Seated in a low arm-chair in a little room at the front of the house—a poor, shabby apartment, furnished with no better taste than a Margate lodging house, I perceived that Valentine Imroth wore a green shade low over his eyes, but not so low as to impair his vision; while the chair he had placed for me and the lamp set upon the table would permit him to follow every passing thought of mine with the eyes of a human artist upon whom nothing is lost. Careless in his attitude, he smoked an immense cigar with evident satisfaction, and had by his side a black bottle, which, as I knew by its shape, should contain Hollands gin. In many ways a changed man from the Jew I had met upon the heights at Santa Maria, the ferocious aspect of him was but little abated; and as though to emphasise it, he had laid a great stick by the side of his chair while one of the ugliest boar hounds I have ever seen blinked at his feet, and lifted a savage head silently at my coming. These things I observed instantly, and drew my own conclusions from them, “He is not armed,” I said, “but somewhere near by his friends are concealed—the dog would hold me if he gave the word, and half a score of ruffians would do the rest.” A place of peril surely—and yet I had known that it must be so when I set out to meet him.

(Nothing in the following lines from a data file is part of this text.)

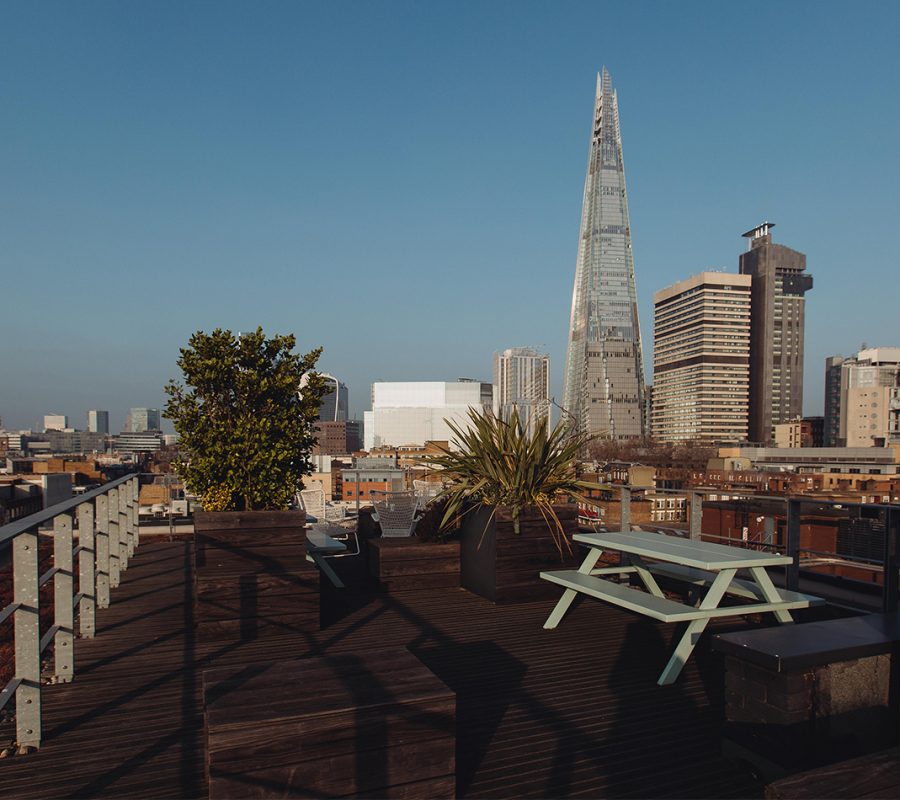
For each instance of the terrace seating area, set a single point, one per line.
(565, 713)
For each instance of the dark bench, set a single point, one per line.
(789, 648)
(803, 696)
(876, 775)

I put my hat upon the floor and drew the chair a little back from the table to which it had been drawn up.

“I am here,” I said shortly, “in answer to your letter. The conditions upon which we meet are faithfully observed between us. My servant is waiting for me at your door, and my launch is out in the river. Let us get to business at once. That, I hope, is your wish.”

He thrust the shade back upon his forehead, and showed me a pair of red-limned eyes, watery and blinking as the dog’s at his feet. The long thin hand which held the cigar seemed to be silver-backed like a brush, with nails as black as ebony. An immense diamond glittered upon his little finger. Like all his fellows, he had not conquered the love of personal display even at his age, which could not have been less than eighty years.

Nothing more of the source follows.